80-latka, zdaniem policji, zorganizowała napad rabunkowy na 29-latka. Razem z o ponad połowę młodszymi kolegami i koleżanką wtargnęła do jego mieszkania. Mężczyzna został ciężko pobity, napastnicy zabrali pieniądze. - 80-latka nie tylko zaplanowała napad, ale też aktywnie brała w nim udział, bijąc poszkodowanego - podkreślają policjanci.
W poniedziałek nad ranem na osiedlu w Bielsku-Białej doszło do napadu, którego mózgiem okazała się 80-letnia kobieta.
- To ona miała informację, że znajomy jej 29-latek ma pieniądze z pożyczki - mówi Elwira Jurasz, rzeczniczka policji w Bielsku-Białej.
I to 80-latka miała namówić do napadu na mężczyznę: 32-koleżankę oraz kolegów w wieku 30 i 38 lat.
Wreszcie - staruszka sama wzięła udział w napadzie. - I ona też biła 29-latka - dodaje Jurasz.
Dotąd nie karana, grozi jej 12 lat za kratami
Napastnicy wyposażyli się w wiertarkę. Rozwiercili zamki w drzwiach 29-latka i wtargnęli do środka.
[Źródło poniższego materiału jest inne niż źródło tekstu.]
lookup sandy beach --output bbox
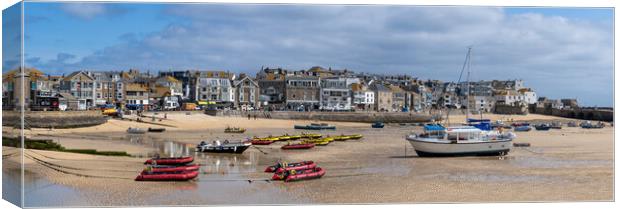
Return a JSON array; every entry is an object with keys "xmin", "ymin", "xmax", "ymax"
[{"xmin": 3, "ymin": 112, "xmax": 614, "ymax": 206}]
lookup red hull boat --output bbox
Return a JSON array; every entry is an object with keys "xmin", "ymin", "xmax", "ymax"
[
  {"xmin": 144, "ymin": 156, "xmax": 194, "ymax": 165},
  {"xmin": 265, "ymin": 161, "xmax": 316, "ymax": 173},
  {"xmin": 150, "ymin": 164, "xmax": 200, "ymax": 173},
  {"xmin": 136, "ymin": 171, "xmax": 198, "ymax": 181},
  {"xmin": 252, "ymin": 140, "xmax": 274, "ymax": 145},
  {"xmin": 271, "ymin": 167, "xmax": 325, "ymax": 182},
  {"xmin": 282, "ymin": 143, "xmax": 314, "ymax": 149}
]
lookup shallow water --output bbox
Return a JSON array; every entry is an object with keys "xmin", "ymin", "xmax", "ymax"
[
  {"xmin": 10, "ymin": 124, "xmax": 613, "ymax": 206},
  {"xmin": 2, "ymin": 169, "xmax": 87, "ymax": 207}
]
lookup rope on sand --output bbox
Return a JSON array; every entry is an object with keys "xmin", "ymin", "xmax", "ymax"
[
  {"xmin": 24, "ymin": 153, "xmax": 133, "ymax": 180},
  {"xmin": 196, "ymin": 179, "xmax": 273, "ymax": 183}
]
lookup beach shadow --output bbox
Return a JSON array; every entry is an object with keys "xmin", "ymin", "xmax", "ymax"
[{"xmin": 390, "ymin": 155, "xmax": 420, "ymax": 159}]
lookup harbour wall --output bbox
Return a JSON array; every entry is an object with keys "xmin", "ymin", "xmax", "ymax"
[
  {"xmin": 205, "ymin": 110, "xmax": 439, "ymax": 123},
  {"xmin": 530, "ymin": 107, "xmax": 614, "ymax": 122},
  {"xmin": 2, "ymin": 110, "xmax": 108, "ymax": 128}
]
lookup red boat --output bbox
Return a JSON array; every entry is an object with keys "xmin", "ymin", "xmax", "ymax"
[
  {"xmin": 144, "ymin": 156, "xmax": 194, "ymax": 165},
  {"xmin": 252, "ymin": 140, "xmax": 274, "ymax": 145},
  {"xmin": 271, "ymin": 167, "xmax": 325, "ymax": 182},
  {"xmin": 136, "ymin": 171, "xmax": 198, "ymax": 181},
  {"xmin": 265, "ymin": 161, "xmax": 316, "ymax": 173},
  {"xmin": 282, "ymin": 143, "xmax": 314, "ymax": 149},
  {"xmin": 146, "ymin": 164, "xmax": 200, "ymax": 172}
]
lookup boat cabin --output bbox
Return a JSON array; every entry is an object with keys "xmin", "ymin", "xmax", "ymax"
[{"xmin": 446, "ymin": 126, "xmax": 482, "ymax": 143}]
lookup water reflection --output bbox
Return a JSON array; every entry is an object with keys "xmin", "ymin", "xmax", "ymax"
[{"xmin": 127, "ymin": 135, "xmax": 260, "ymax": 174}]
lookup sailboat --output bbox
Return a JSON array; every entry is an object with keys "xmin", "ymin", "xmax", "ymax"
[{"xmin": 405, "ymin": 47, "xmax": 516, "ymax": 157}]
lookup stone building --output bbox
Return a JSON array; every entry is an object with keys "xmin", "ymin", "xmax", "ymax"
[
  {"xmin": 233, "ymin": 74, "xmax": 261, "ymax": 110},
  {"xmin": 256, "ymin": 68, "xmax": 287, "ymax": 109},
  {"xmin": 370, "ymin": 83, "xmax": 392, "ymax": 112},
  {"xmin": 195, "ymin": 71, "xmax": 235, "ymax": 106},
  {"xmin": 285, "ymin": 75, "xmax": 321, "ymax": 111},
  {"xmin": 60, "ymin": 71, "xmax": 96, "ymax": 109}
]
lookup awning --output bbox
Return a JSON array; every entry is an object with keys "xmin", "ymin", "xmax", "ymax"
[
  {"xmin": 198, "ymin": 101, "xmax": 215, "ymax": 105},
  {"xmin": 424, "ymin": 124, "xmax": 446, "ymax": 131}
]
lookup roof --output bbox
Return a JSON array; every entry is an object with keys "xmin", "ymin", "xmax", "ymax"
[
  {"xmin": 125, "ymin": 83, "xmax": 147, "ymax": 91},
  {"xmin": 370, "ymin": 83, "xmax": 391, "ymax": 92},
  {"xmin": 58, "ymin": 93, "xmax": 76, "ymax": 100},
  {"xmin": 424, "ymin": 124, "xmax": 446, "ymax": 131},
  {"xmin": 62, "ymin": 71, "xmax": 95, "ymax": 81},
  {"xmin": 233, "ymin": 76, "xmax": 258, "ymax": 86}
]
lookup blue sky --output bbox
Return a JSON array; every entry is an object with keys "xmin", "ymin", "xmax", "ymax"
[{"xmin": 3, "ymin": 2, "xmax": 613, "ymax": 106}]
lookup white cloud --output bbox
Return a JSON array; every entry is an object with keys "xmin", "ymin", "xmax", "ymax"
[
  {"xmin": 27, "ymin": 4, "xmax": 613, "ymax": 105},
  {"xmin": 61, "ymin": 3, "xmax": 106, "ymax": 19}
]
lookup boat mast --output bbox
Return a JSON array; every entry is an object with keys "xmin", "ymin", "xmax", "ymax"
[{"xmin": 457, "ymin": 46, "xmax": 471, "ymax": 122}]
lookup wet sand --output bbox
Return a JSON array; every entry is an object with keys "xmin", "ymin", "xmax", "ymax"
[{"xmin": 3, "ymin": 113, "xmax": 613, "ymax": 206}]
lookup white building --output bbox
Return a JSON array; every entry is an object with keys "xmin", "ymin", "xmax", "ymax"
[
  {"xmin": 196, "ymin": 77, "xmax": 235, "ymax": 103},
  {"xmin": 320, "ymin": 77, "xmax": 359, "ymax": 110}
]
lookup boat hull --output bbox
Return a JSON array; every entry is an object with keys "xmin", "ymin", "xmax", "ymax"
[
  {"xmin": 198, "ymin": 145, "xmax": 250, "ymax": 154},
  {"xmin": 407, "ymin": 137, "xmax": 512, "ymax": 157}
]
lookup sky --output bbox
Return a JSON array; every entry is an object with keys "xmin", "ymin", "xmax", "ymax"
[{"xmin": 3, "ymin": 2, "xmax": 614, "ymax": 106}]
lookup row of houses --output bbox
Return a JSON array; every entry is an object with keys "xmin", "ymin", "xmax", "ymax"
[{"xmin": 3, "ymin": 66, "xmax": 564, "ymax": 112}]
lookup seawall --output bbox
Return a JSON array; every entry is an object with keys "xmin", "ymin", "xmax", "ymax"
[
  {"xmin": 2, "ymin": 110, "xmax": 108, "ymax": 128},
  {"xmin": 530, "ymin": 107, "xmax": 614, "ymax": 122},
  {"xmin": 205, "ymin": 110, "xmax": 433, "ymax": 123}
]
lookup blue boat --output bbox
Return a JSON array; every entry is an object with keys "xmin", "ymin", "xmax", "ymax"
[
  {"xmin": 514, "ymin": 126, "xmax": 532, "ymax": 131},
  {"xmin": 371, "ymin": 122, "xmax": 385, "ymax": 128},
  {"xmin": 534, "ymin": 123, "xmax": 551, "ymax": 131},
  {"xmin": 467, "ymin": 118, "xmax": 493, "ymax": 131}
]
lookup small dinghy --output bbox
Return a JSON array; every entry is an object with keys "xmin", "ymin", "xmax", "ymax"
[
  {"xmin": 144, "ymin": 156, "xmax": 194, "ymax": 165},
  {"xmin": 136, "ymin": 171, "xmax": 198, "ymax": 181},
  {"xmin": 370, "ymin": 122, "xmax": 385, "ymax": 128},
  {"xmin": 196, "ymin": 140, "xmax": 252, "ymax": 154},
  {"xmin": 512, "ymin": 142, "xmax": 530, "ymax": 147},
  {"xmin": 348, "ymin": 134, "xmax": 364, "ymax": 139},
  {"xmin": 580, "ymin": 121, "xmax": 605, "ymax": 129},
  {"xmin": 144, "ymin": 164, "xmax": 200, "ymax": 173},
  {"xmin": 295, "ymin": 123, "xmax": 336, "ymax": 130},
  {"xmin": 551, "ymin": 122, "xmax": 562, "ymax": 129},
  {"xmin": 265, "ymin": 160, "xmax": 316, "ymax": 173},
  {"xmin": 301, "ymin": 133, "xmax": 323, "ymax": 139},
  {"xmin": 127, "ymin": 128, "xmax": 146, "ymax": 134},
  {"xmin": 514, "ymin": 125, "xmax": 532, "ymax": 131},
  {"xmin": 303, "ymin": 138, "xmax": 331, "ymax": 146},
  {"xmin": 566, "ymin": 121, "xmax": 577, "ymax": 127},
  {"xmin": 252, "ymin": 139, "xmax": 274, "ymax": 145},
  {"xmin": 271, "ymin": 167, "xmax": 325, "ymax": 182},
  {"xmin": 511, "ymin": 123, "xmax": 530, "ymax": 127},
  {"xmin": 281, "ymin": 143, "xmax": 314, "ymax": 149},
  {"xmin": 534, "ymin": 123, "xmax": 551, "ymax": 131},
  {"xmin": 224, "ymin": 127, "xmax": 245, "ymax": 133},
  {"xmin": 148, "ymin": 127, "xmax": 166, "ymax": 132}
]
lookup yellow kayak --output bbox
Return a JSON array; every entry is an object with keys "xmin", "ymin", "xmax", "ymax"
[
  {"xmin": 320, "ymin": 136, "xmax": 335, "ymax": 142},
  {"xmin": 301, "ymin": 134, "xmax": 323, "ymax": 138},
  {"xmin": 254, "ymin": 136, "xmax": 280, "ymax": 141},
  {"xmin": 277, "ymin": 135, "xmax": 291, "ymax": 141},
  {"xmin": 334, "ymin": 135, "xmax": 351, "ymax": 141},
  {"xmin": 314, "ymin": 141, "xmax": 331, "ymax": 146},
  {"xmin": 289, "ymin": 135, "xmax": 301, "ymax": 140},
  {"xmin": 349, "ymin": 134, "xmax": 364, "ymax": 139},
  {"xmin": 303, "ymin": 139, "xmax": 331, "ymax": 145}
]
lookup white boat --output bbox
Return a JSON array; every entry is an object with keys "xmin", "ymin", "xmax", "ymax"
[
  {"xmin": 405, "ymin": 48, "xmax": 516, "ymax": 157},
  {"xmin": 406, "ymin": 126, "xmax": 514, "ymax": 157}
]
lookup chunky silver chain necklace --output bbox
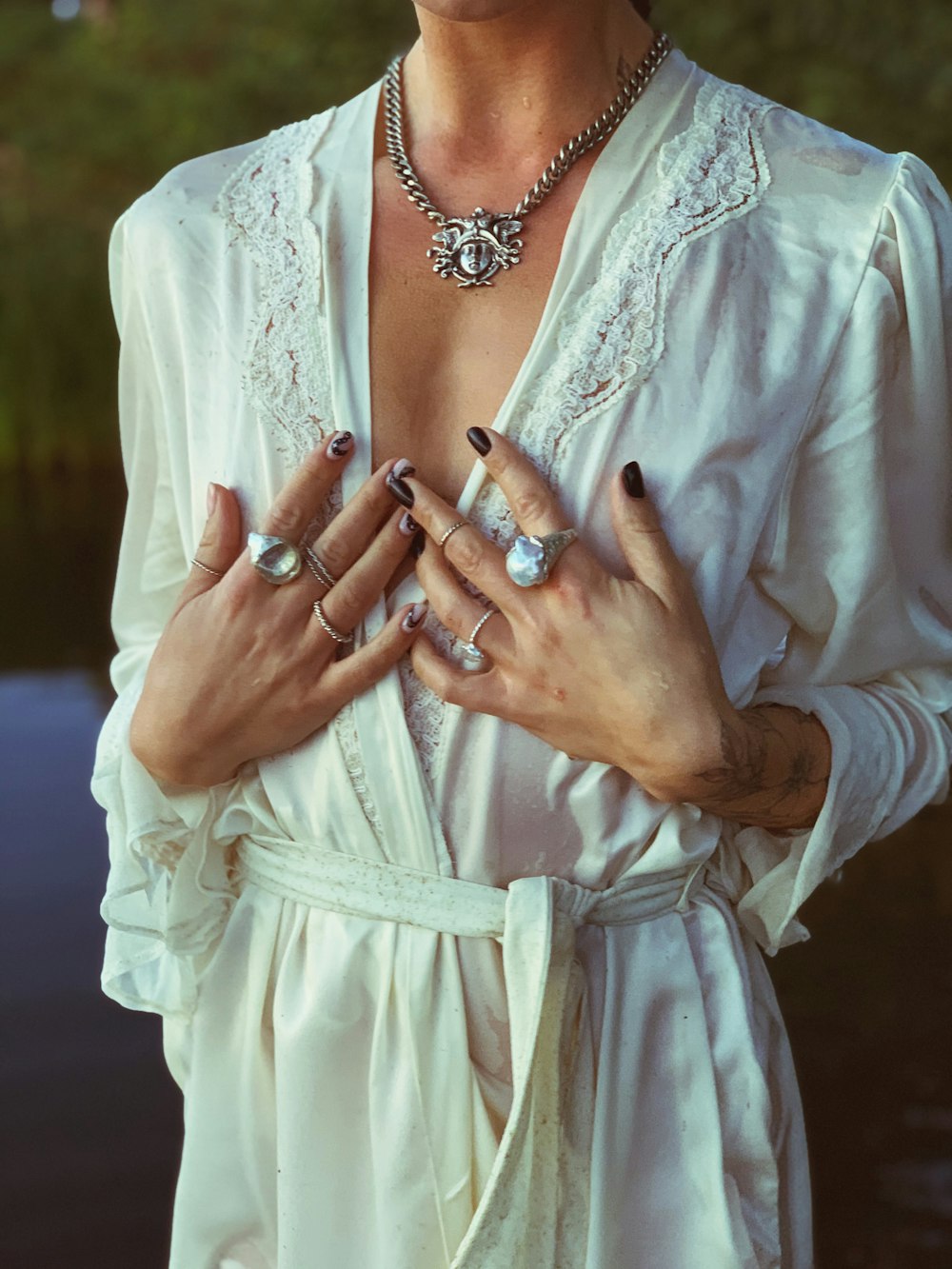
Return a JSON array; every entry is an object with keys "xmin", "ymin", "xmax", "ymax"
[{"xmin": 384, "ymin": 34, "xmax": 673, "ymax": 287}]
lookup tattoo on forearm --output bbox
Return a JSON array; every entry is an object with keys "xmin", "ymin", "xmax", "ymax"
[{"xmin": 698, "ymin": 705, "xmax": 829, "ymax": 828}]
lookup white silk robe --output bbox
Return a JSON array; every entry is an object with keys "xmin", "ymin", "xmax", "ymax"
[{"xmin": 92, "ymin": 44, "xmax": 952, "ymax": 1269}]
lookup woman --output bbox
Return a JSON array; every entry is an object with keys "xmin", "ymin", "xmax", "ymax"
[{"xmin": 94, "ymin": 0, "xmax": 952, "ymax": 1269}]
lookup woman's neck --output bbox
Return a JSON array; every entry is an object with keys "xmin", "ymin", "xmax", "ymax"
[{"xmin": 404, "ymin": 0, "xmax": 652, "ymax": 187}]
Mężczyzna był w mieszkaniu. Został dotkliwie pobity i okradziony - zabrano mu ponad 5 tys. zł.
Napastnicy zostali zatrzymani chwilę później.
Śledczy ustalają szczegóły rozboju. Zatrzymanym grozi po 12 lat więzienia.
80-latka dotąd nie była karana, przeciwnie. - To ona wzywała policję na interwencje do swoich sąsiadów i rodziny - mówi Jurasz.